Mar 18, 2019, 8:24:35 AM

BIBI AND DOMI SCORE BIG IN INDIAN WELLS
Bianca Andreescu, in her first full year on the tour and Dominic Thiem have taken out the titles at the BNP Paribas Open.

She is only 18 and she has become the youngest woman to win the BNP Paribas Open since Serena Williams in 1999 which was two years before Bianca Andreescu was even born. She is floating on cloud nine. Bibi, as she is nicknamed, is also the first woman wild card to win the tournament which outstrips anything that she has achieved by a country mile.

The Canadian teenager, who reached her first carer final in Auckland just before the Australian Open two months ago, is a breath of fresh. In a little more than two hours she survived a minor bout of cramps to come back and defeated Angie Kerber 6-4, 3-6, 6-4 and in doing so earned more than $US1.3million.

Among the well-wishers was Canadian Prime Minister Justin Trudeau.

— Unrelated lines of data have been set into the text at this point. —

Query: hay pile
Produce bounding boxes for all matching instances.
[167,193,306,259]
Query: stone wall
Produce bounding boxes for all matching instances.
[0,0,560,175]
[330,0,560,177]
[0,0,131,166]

Her performance showed such maturity. She came back from a break down in the final set, going from 2-3 to 5-3 and served for the title. Miss. Kerber, the Wimbledon wasn’t going to let things go without a fight; she saved three championship points and broke serve only to have her won serve broken by Andreescu for the title. 

“A year ago, during this period, I had been struggling a lot with my tennis and with my body, too,” Miss. Andreescu said. “So, it's crazy what a year can do. I was playing 25Ks in Japan, and now I'm the … can I say the F word? No, I can't. I’m the effing champion of Indian Wells. It's crazy. Crazy is the word of the tournament for me. Just crazy.”

Andreescu is a star in the making and while she cannot be expected to win every tournament she enters, you get the impression there is much more in store. Maybe she could take off like Naomi Osaka, last year’s champion who went n to win two majors and reach No.1. When that was put to Miss. Andreescu, she responded laughing: “No pressure.”

She has the ability to go very far. At the end of 2018 she was ranked 178, coming out of the BNP Paribas Open, she’s top 25. We’ve been given a sneak peak

THIEMING WITH EXCITEMENT AND PRIDE


Dominic Thiem achieved a couple of things in the final at Indian Wells. He won the biggest title of his career, the BNP Paribas Open and defeated Roger Federer 3-6, 6-3, 7-5 on hardcourt for the very first time. The 25-year-old Austrian will also move his world ranking into top five status.

“It feels just unreal what happened in this ten days during the tournament,” Mr. Thiem said. “I came from a really bad form in all categories, and now I'm the champion of Indian Wells. It feels not real at all. It was a great week, and I think also a very good final today. Just amazing that I got here, my first really big title.”

Mr. Thiem became the 19th different singles champion of 19 tour level events thus far in 2019 and became the seventh player to win his first Masters 1000 title over the last 15 series events.

Mr. Federer who won his 100th career title a couple of weeks before Indian Wells, was disappointed at losing but appeared not to take it to heart.

The win by Mr. Thiem catapults him further into favouritism as the clay season approaches. He has already had a taste of being in the final of a major, last year’s Roland Garros and with like this behind him, his confidence will be very high.